I have witnessed, in my personal experience, a particularly brilliant developer (but with gaping blind spots about how users actually use the software) optimizing a subdivision algorithm with profiler in hand (a very good and expensive and comprehensive one: Intel's VTune with call graph sampling on top of GPU profilers) for meshes achieve amazing results with billions of facets on the GPU when subdividing simple primitives like cubes with 6 cage/input polygons. Except he tuned and tuned it against that test case which was unlike any real-world use case (users don't want a billion facets to a subdivided cube starting to resemble a perfect sphere, their subdivision inputs tend to be things like characters and vehicles and other complex inputs). Meanwhile when he was given a production model of a car spanning 120k input polygons to subdivide to only a relatively small number of facets, the brilliant algorithm he benchmarked and profiled repeatedly came to a total crawl taking 15+ seconds to initialize, rendering his solution virtually unusable for real-world use cases.

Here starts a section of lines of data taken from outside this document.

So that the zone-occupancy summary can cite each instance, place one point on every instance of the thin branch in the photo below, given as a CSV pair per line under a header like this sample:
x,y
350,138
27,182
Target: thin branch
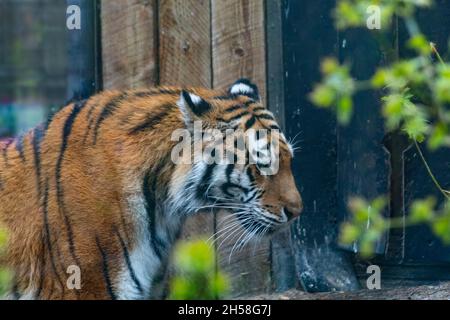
x,y
446,193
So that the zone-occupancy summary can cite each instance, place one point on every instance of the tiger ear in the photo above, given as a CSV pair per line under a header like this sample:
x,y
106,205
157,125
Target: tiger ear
x,y
192,106
244,87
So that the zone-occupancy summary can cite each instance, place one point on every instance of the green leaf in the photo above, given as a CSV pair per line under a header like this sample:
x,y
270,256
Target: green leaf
x,y
345,109
422,211
420,44
323,96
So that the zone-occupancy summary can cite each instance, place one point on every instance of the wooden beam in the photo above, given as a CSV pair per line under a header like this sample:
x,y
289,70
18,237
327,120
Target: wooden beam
x,y
238,46
239,42
129,43
185,42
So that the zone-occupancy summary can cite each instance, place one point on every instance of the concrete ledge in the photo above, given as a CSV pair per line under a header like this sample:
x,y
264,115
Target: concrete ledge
x,y
434,292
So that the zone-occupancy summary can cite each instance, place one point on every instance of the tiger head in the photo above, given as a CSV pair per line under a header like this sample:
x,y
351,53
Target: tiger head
x,y
238,159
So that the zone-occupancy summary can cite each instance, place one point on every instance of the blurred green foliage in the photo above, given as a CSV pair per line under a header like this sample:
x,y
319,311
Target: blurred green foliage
x,y
196,275
416,98
5,275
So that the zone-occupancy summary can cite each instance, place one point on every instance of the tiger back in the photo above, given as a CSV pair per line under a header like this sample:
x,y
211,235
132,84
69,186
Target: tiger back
x,y
96,189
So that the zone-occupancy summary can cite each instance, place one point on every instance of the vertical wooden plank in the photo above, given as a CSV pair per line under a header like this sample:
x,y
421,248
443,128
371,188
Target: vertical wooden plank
x,y
129,43
238,49
185,59
185,42
238,35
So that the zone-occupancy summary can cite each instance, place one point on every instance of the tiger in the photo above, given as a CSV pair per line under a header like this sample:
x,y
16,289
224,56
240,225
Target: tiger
x,y
95,187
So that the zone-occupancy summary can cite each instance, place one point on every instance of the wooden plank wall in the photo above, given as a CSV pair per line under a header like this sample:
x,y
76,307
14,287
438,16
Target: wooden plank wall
x,y
208,43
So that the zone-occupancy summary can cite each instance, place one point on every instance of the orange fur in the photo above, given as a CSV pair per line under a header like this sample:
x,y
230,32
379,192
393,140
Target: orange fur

Funnily enough I got further with a brain half as functional as him and no PhD to my credit in my career for the mere reason that I understood what users wanted, what marketing wanted, what designers wanted. I can't really emphasize enough how useful it is to be able to put yourself in the mindset and shoes of the user and look at your software and what it needs to do as your actual users while striving to divorce yourself from the efforts you put into building what you built and looking at it with a fresh pair of eyes. I even encountered from the developer above that this is an impossible thing to do; he thought I was guilty of having a similar sort of ego that all technically-savvy but user-oblivious developers have, and I've constantly proven him wrong when users and designers flock to me to talk about exactly what to do. That sounds very egotistical but I'll balance that with the disclaimer that I'm not such a brilliant coder, but I do understand what users and designers want, and that made me particularly favored in my field where this seemed to be a particularly rare quality for some reason. As programmers we're probably more used to acing tests than understanding and socializing with ordinary, non-technical people.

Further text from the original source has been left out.